Новосибирский театр «Глобус» дал Москве нынешнего гендиректора «Золотой маски» Марину Ревякину, а пока она возглавляла «Глобус», там работали Валерий Фокин, Борис Морозов, Фильштинский, Галибин. Но и после ее ухода театр остается одним из главных поставщиков качественной и, что важно, неординарной театральной продукции. Под занавес нынешнего сезона московский режиссер Елена Невежина поставила в «Глобусе» пьесу Вячеслава Дурненкова «Mutter».
Эта история – о стариках, доживающих свой век в богадельне. Несколько неожиданный выбор для одного из видных представителей «новой драмы», хотя сам Вячеслав Дурненков сказал однажды, что старики и дети – его тема. Героев четверо, двое мужчин и две женщины, старики – не очень старые, старухи – тоже еще ничего. Напротив: стареющие мужчины всячески подчеркивают свое мужество, пользуясь случаем, проявляют галантность и прочие знаки мужского внимания. Такая пьеса, как всегда, хороший повод дать роли заслуженным и народным, которые без труда сумеют выжать слезу даже из самых скупых глаз. Особенно, конечно, если в финале кто-то из героев уходит в мир иной (именно так заканчивается «Mutter»). Впрочем, пьеса Дурненкова несколько отличается от уже известных публике историй вроде «Квартета» Когоута или «Соло для часов с боем» Заградника. Пусть не смутит читателя немецкое слово в названии – герои «Mutter» живут в России, в наши дни, а главное – они не просто пенсионеры, они еще немного пришельцы из космоса. Или – что-то в этом роде, во всяком случае, прежде чем расстаться со своей подругой, герои пьесы выходят в какую-то пока неведомую большинству землян космическую «сеть» и делятся с нами кое-какой информацией. И смерть – уже не смерть, а просто возвращение на, как писали прежде, заданную орбиту.

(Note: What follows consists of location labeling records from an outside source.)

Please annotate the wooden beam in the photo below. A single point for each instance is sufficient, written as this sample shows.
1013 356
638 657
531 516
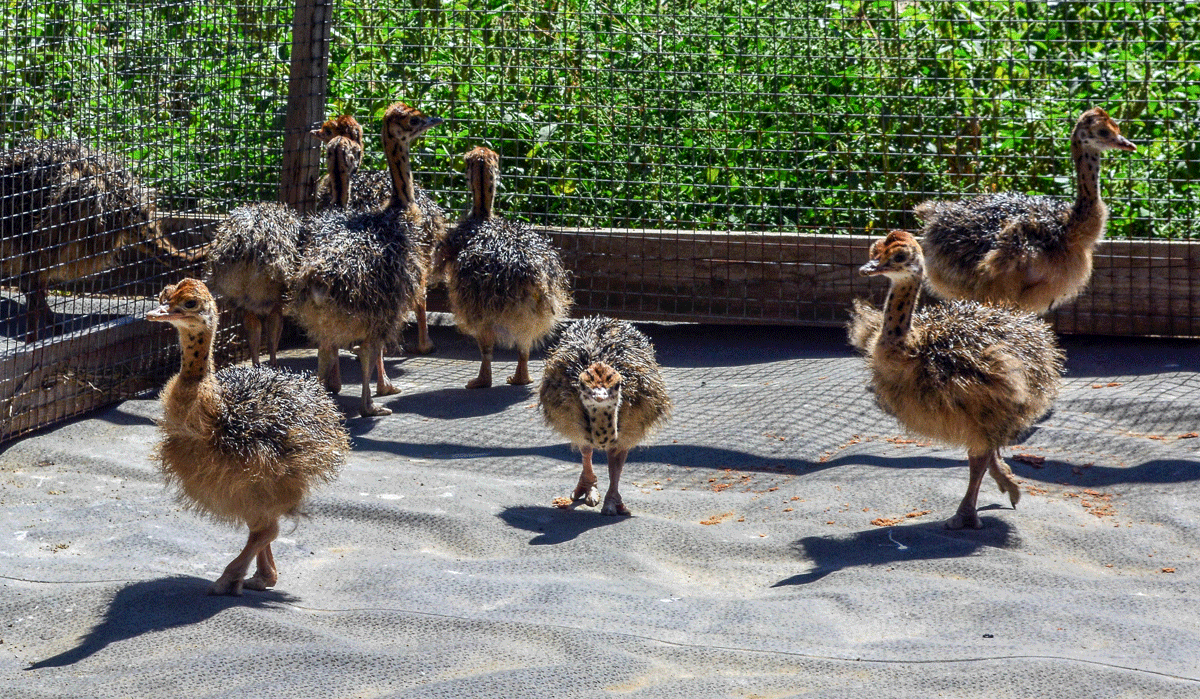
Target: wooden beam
306 101
1139 287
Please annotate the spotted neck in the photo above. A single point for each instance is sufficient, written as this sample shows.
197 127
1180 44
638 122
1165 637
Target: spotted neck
483 189
342 162
1089 214
601 419
403 192
898 311
197 347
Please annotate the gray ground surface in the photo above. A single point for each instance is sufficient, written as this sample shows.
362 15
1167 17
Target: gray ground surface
436 565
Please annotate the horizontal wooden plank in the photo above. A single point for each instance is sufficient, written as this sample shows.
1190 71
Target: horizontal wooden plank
1139 287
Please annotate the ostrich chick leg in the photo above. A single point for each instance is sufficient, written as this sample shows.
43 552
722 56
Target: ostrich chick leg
424 345
967 517
612 503
231 581
253 334
369 353
586 489
274 332
522 375
486 342
265 575
383 384
1003 477
328 370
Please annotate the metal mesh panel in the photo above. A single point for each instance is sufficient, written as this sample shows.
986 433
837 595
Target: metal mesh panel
719 144
125 127
707 161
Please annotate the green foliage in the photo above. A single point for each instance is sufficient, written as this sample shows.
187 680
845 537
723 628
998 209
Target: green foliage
759 114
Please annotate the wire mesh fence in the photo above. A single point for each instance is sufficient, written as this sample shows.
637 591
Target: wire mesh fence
708 160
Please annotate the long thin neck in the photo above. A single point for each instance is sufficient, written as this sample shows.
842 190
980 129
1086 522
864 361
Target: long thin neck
483 189
197 347
403 193
1087 181
603 423
340 179
898 311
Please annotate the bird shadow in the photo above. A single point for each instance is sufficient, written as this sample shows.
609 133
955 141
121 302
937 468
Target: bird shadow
690 346
461 402
155 605
553 525
897 544
118 416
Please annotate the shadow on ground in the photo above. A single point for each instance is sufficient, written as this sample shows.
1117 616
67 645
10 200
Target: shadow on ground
156 605
897 544
555 525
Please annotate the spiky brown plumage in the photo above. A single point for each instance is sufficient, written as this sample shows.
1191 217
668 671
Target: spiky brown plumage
601 388
361 272
1031 251
961 372
373 190
65 211
251 266
245 444
343 154
507 282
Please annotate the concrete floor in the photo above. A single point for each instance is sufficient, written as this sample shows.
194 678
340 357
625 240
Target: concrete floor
786 541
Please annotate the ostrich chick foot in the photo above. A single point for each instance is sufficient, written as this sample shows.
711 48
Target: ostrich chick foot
963 520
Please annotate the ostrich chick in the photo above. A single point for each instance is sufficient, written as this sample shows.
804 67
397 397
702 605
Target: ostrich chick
360 272
244 444
601 388
251 264
1033 252
507 282
961 372
343 154
373 190
66 210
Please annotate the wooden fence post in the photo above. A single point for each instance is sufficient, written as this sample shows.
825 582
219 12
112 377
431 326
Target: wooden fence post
306 101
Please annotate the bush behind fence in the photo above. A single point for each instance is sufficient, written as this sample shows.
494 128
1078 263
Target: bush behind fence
753 115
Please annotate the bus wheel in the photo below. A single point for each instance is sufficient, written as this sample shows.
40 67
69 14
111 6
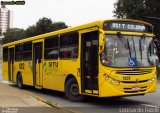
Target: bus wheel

Роли стариков, как и положено, Невежина распределила среди лучших актеров труппы «Глобуса» («их» заслуженные – все равно что «наши» народные) плюс сама еще ввела в спектакль двух бессловесных героев, которые являются на сцену, как только «Rammstein» начинает в очередной раз орать что есть мочи: «Мама! О, дай мне силы! Мама! Мама! Так дай мне силы!!!», но, естественно, по-немецки: «Mutter... Mutter! Mutter? Muuuuuuutteeeeeeeeeeeeeeeeer!!!» Две девочки «родились» из рассказа одной из «престарелых» про давно умершего сына, про то, как однажды сказал ей, что смерть похожа не на скелет, «смерть – это девочки две, близнецы в школьной форме, ходят, за руки держатся». Две девочки-школьницы, в белых фартучках, с обведенными темными кругами глазами, этакий домашний образ смерти «в коротких штанишках», на негнущихся ногах, точно куклы, они проходят через всю сцену и – без слов – покидают ее. Типа – memento more┘ А кассеты с «Рамштайном» и прочим «тяжелым рэпом с матом» приносит в богадельню сын другой героини, бывшей уборщицы (Людмила Трошина), судя по короткому его появлению, – бандит и негодяй, член организованной преступной группы. Пока живой, но, судя по короткому обмену репликами (мать забавно «сканирует» криминальный сыновний жаргон), жизнь его висит на волоске.
Впрочем, этот сюжет так и остается на обочине, на первом плане – визит потенциальных спонсоров и необходимость приготовить к их приезду номер художественной самодеятельности. Седьмая палата, по словам бывшего юриста Кузьмина (Юрий Соломеин), разучивает злободневные куплеты: «Английский ящур переполз границу, кто любит Родину – не ешьте пиццу». А тут товарищ, Прищепа (Александр Варравин) вытащил из закромов пьесу собственного сочинения под названием «Бельгийский часовой», какую-то белиберду с алхимиком, проституткой, часовым и ангелом┘
Впрочем, пенсионеры находят в этом сочинении и оригинальность, и обаяние. Но главное – смысл.
И тут выясняется, что манеры традиционного психологического театра, усвоенные занятыми в спектакле актерами, как говорится, с младых ногтей, вовсе не противопоказаны «новой драме» (во всяком случае, такой, как у Дурненкова). Смещение пространства, которое происходит ближе к финалу, его внезапное искривление с прониканием в спектакль космической радиации, а за ним – как следствие – и преображение бесполезных стариков в осененных космическим знанием пришельцев, дается им без видимых усилий. Легко. И в этом превращении – прежде невидимый смысл их земного существования, очевидная польза их «прозябания».
Смысл – пожалуй, главное, ради чего трудится Невежина. Банально: смысл жизни, – конечно, в пьесе про стариков без этого нельзя. Но очень важен еще смысл игры, который режиссер ищет и находит.